(New York) – A Thai court’s conviction of the British researcher Andy Hall for his work on labor abuses will have a serious chilling effect on workers’ rights monitoring in Thailand, Human Rights Watch said today. On September 20, 2016, the Bangkok South Criminal Court found Hall guilty of criminal defamation and violating the Computer Crime Act and sentenced him to four years in prison, which the judge suspended because Hall’s work was beneficial to Thai society. Hall was also ordered to pay a 150,000 baht (US$4,300) fine and to publish the verdict in print and online media.
The prosecution of Hall, whose work focused on the mistreatment of migrant workers, demonstrates the hollowness of Prime Minister Gen. Prayut Chan-ocha’s support for the United Nations General Assembly’s New York Declaration for Refugees and Migrants.
“Andy Hall’s conviction and sentence is a major blow to desperately needed research and reporting on labor rights violations in Thailand,” said Brad Adams, Asia director. “Instead of punishing the messenger, the government should fully investigate abuses against migrant workers and press companies to respect labor rights.”

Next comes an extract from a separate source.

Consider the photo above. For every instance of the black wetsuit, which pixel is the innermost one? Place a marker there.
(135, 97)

Hall researched alleged serious labor rights abuses, including poor working conditions, low wages, and child labor at the Natural Fruit Company, Ltd.’s factory in Prachuap Khiri Khan province. In February 2013, the company sued Hall in response to an investigative report by the nongovernmental organization Finnwatch, which Hall had co-authored. The report, “Cheap has a high price: Responsibility problems relating to international private label products and food production in Thailand,” investigates the production practices of private label juices and fruit sold in Finland – including by the Natural Fruit Company.
In recent years, Thai government officials and companies have frequently retaliated against individuals who report allegations of human rights violations. Common tactics include filing criminal defamation charges and seeking prosecution for computer crimes.
Human Rights Watch, along with an increasing number of governments and international bodies, believes that criminal defamation laws should be abolished because criminal penalties are always disproportionate punishments for reputational harm, and infringe on the right to free expression. Criminal defamation laws are easily abused, resulting in very harsh consequences for the accused, including imprisonment. An increasing number of countries have repealed criminal defamation laws, showing that such laws are not necessary to protect reputations.
Human Rights Watch’s own research has found the human rights and labor rights of migrant workers in Thailand from Burma, Cambodia, and Laos have been regularly violated with impunity over the years. Migrant workers frequently receive little or no protection from Thai labor laws despite government assertions that all legally registered migrant workers will be protected under those laws. Migrant workers who raise complaints against Thai employers commonly face retaliation.
“The Thai government should recognize that freedom to investigate corporate abuses is critical for ensuring compliance and accountability under Thai laws and international human rights standards,” Adams said. “At the same time, international companies sourcing from Thailand should press Thai authorities and exporters to stop using criminal charges to silence critics and obstruct investigation of human rights violations.”